Bonjour chers abonnés, chers visiteurs.

 

Le blog depuis quelques semaines, pour ne pas dire mois, stagne, vivote, et je vous demande de m’en excuser. Certes, je ne vous imagine pas tremblant d’impatience dans l’attente de la lecture d’un de mes articles, mais c’est dans l’inactivité que naît l’oubli.  Baigné de remords et submergé par l’envie de jouer du clavier, je me suis dit, pourquoi ne pas vous livrer mes états d’âme sur l’aventure qui dure depuis cinq ans.  

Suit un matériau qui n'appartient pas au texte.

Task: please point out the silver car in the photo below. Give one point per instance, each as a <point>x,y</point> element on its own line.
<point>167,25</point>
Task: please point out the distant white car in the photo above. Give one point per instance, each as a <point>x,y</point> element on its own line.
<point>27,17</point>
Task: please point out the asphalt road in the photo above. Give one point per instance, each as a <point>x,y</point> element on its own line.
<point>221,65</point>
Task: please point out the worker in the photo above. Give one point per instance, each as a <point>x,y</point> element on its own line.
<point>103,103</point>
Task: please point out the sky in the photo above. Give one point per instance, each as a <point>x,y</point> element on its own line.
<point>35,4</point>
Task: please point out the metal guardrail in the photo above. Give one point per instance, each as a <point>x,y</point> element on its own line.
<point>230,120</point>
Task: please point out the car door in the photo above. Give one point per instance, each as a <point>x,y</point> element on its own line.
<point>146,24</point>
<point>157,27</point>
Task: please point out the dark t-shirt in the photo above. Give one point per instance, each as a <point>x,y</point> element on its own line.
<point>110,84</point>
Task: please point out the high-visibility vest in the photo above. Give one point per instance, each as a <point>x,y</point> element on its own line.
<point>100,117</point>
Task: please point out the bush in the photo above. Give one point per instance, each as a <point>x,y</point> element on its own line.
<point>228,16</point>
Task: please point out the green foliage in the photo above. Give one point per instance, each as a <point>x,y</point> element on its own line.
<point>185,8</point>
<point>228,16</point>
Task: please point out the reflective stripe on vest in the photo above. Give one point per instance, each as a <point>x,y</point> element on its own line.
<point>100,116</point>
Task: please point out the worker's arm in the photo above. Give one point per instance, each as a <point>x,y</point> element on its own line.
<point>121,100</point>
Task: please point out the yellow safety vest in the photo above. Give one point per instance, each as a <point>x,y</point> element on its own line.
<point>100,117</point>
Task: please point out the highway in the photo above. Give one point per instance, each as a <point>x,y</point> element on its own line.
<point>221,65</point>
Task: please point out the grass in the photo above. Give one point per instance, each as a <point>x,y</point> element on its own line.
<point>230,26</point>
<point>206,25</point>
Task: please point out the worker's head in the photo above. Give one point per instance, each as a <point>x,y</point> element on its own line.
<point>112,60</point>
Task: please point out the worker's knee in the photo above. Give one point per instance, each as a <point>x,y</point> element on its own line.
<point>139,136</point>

Cinq ans déjà ! C’est fou comme le temps se joue de nous lorsque l’on évoque des souvenirs agréables ! Que vous soyez auteurs ou lecteurs, cet article s’adresse à vous.

Découverte :

Si je devais résumer cette période en un mot, ce serait découverte. J’aurais pu écrire : travail, bonheur, joie, fierté, remerciements, miracle, doute ou rêve, mais chacun ce ne serait qu’une infime partie de mon ressenti. Pourquoi découverte ? Pour différentes raisons :

La première revêt plusieurs facettes ; découverte d’une activité qui n’en finit pas de me surprendre et d’éveiller mon intérêt. Quel plus exigeant chemin que celui de l’écriture ? Reflet de la pensée, de l’imaginaire, des peurs et des craintes, des espoirs et des déceptions. Comment transmettre les émotions sans se fourvoyer, sans tomber dans la facilité ?

Celle du plaisir d’écrire, d’un apprentissage de chaque jour, d’une quête inaccessible vers un aboutissement qui ne l’est jamais. 

D’un passe-temps, pour ne pas dire passion, qui m’absorbe tout entier et m’emporte à des années-lumière de la réalité.

La découverte d’un Nouveau Monde : l’autoédition. Une contrée sauvage, sans règle ni loi, sans limites, sans le moindre carcan. On y côtoie l’absurde, le dérisoire, le technique et le vaporeux, l’horreur et la poésie, le tout sans aucune contrainte. Cela me fait penser à la naissance du Web, nébuleuse contrée. Certes, on pourrait se courroucer du manque de professionnalisme, de l’amateurisme diront certains avec dédain, mais il a le mérite d’exister et c’est merveilleux. Quel autre lieu permet à tout à chacun de s’exprimer et de pouvoir être lu ? Charge au lecteur, dans ce monde de bric et de broc, de trouver chaussure à son pied en fonction de ses propres critères. Je ne doute pas qu’il finisse par trouver.

La découverte des lecteurs. Quelle frustration cela doit être, que de livrer ses écrits sans pouvoir recevoir en retour l’avis de celui qui s’y penche ! J’ai fait de belles rencontres virtuelles, elles sont nombreuses et il m’est impossible de les lister. Des personnes, en chair et en os, qui au travers d’un mail, de ma page Facebook, me suivent  me soutiennent, m’encouragent,  me bousculent et me font avancer. 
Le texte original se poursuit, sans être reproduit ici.